Movement Disorders Section, Department of Neurology, Hannover Medical School, Carl-Neuberg-Str. 1, 30625, Hannover, Germany.
Institute of Music Physiology and Musicians' Medicine, Hannover University of Music, Drama and Media, Hannover, Germany.
J Neurol. 2022 Dec;269(12):6483-6493. doi: 10.1007/s00415-022-11310-9. Epub 2022 Aug 11.
The prevalence of dystonia has been studied since the 1980s. Due to different methodologies and due to varying degrees of awareness, resulting figures have been extremely different. We wanted to determine the prevalence of dystonia according to its current definition, using quality-approved registries and based on its relevance for patients, their therapy and the health care system. We applied a service-based chart review design with the City of Hannover as reference area and a population of 525,731. Barrier-free comprehensive dystonia treatment in few highly specialised centres for the last 30 years should have generated maximal dystonia awareness, a minimum of unreported cases and a high degree of data homogeneity. Prevalence [n/1mio] and relative frequency is 601.1 (100%) for all forms of dystonia, 251.1 (42%) for cervical dystonia, 87.5 (15%) for blepharospasm, 55.2 (9%) for writer's cramp, 38.0 (6%) for tardive dystonia, 32.3 (5%) for musician's dystonia, 28.5 (5%) for psychogenic dystonia, 26.6 (4%) for generalised dystonia, 24.7 (4%) for spasmodic dysphonia, 20.9 (3%) for segmental dystonia, 15.2 (3%) for arm dystonia and 13.3 (2%) for oromandibular dystonia. Leg dystonia, hemidystonia and complex regional pain syndrome-associated dystonia are very rare. Compared to previous meta-analytical data, primary or isolated dystonia is 3.3 times more frequent in our study. When all forms of dystonia including psychogenic, generalised, tardive and other symptomatic dystonias are considered, our dystonia prevalence is 3.7 times higher than believed before. The real prevalence is likely to be even higher. Having based our study on treatment necessity, our data will allow better allocation of resources for comprehensive dystonia treatment.

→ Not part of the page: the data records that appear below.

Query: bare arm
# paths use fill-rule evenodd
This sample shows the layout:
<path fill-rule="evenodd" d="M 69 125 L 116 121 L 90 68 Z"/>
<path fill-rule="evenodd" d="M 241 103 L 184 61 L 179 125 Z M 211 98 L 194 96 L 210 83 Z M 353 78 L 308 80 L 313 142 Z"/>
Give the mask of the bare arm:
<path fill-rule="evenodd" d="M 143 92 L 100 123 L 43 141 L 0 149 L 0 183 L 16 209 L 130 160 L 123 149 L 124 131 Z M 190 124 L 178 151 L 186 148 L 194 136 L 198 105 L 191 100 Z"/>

自 20 世纪 80 年代以来,人们一直在研究肌张力障碍的患病率。由于不同的方法学以及不同程度的认知,导致结果差异极大。我们希望根据当前的定义,使用经过质量认证的登记处,并根据其对患者、他们的治疗和医疗保健系统的相关性,来确定肌张力障碍的患病率。我们采用了基于服务的图表审查设计,以汉诺威市作为参考区域,人口为 525731 人。在过去的 30 年里,少数高度专业化的中心提供了无障碍的综合肌张力障碍治疗,这应该会产生最大的肌张力障碍意识,最低限度的未报告病例和高度的数据同质性。所有形式的肌张力障碍患病率[n/100 万]和相对频率为 601.1(100%),颈肌张力障碍为 251.1(42%),眼睑痉挛为 87.5(15%),书写痉挛为 55.2(9%),迟发性肌张力障碍为 38.0(6%),音乐家肌张力障碍为 32.3(5%),心因性肌张力障碍为 28.5(5%),全身性肌张力障碍为 26.6(4%),痉挛性发音障碍为 24.7(4%),节段性肌张力障碍为 20.9(3%),手臂肌张力障碍为 15.2(3%),口下颌肌张力障碍为 13.3(2%)。腿部肌张力障碍、半身肌张力障碍和与复杂区域疼痛综合征相关的肌张力障碍非常罕见。与之前的荟萃分析数据相比,原发性或孤立性肌张力障碍在我们的研究中更为常见,是其 3.3 倍。当考虑所有形式的肌张力障碍,包括心因性、全身性、迟发性和其他症状性肌张力障碍时,我们的肌张力障碍患病率是之前认为的 3.7 倍。实际患病率可能更高。由于我们的研究基于治疗必要性,因此我们的数据将有助于更好地分配资源用于综合肌张力障碍治疗。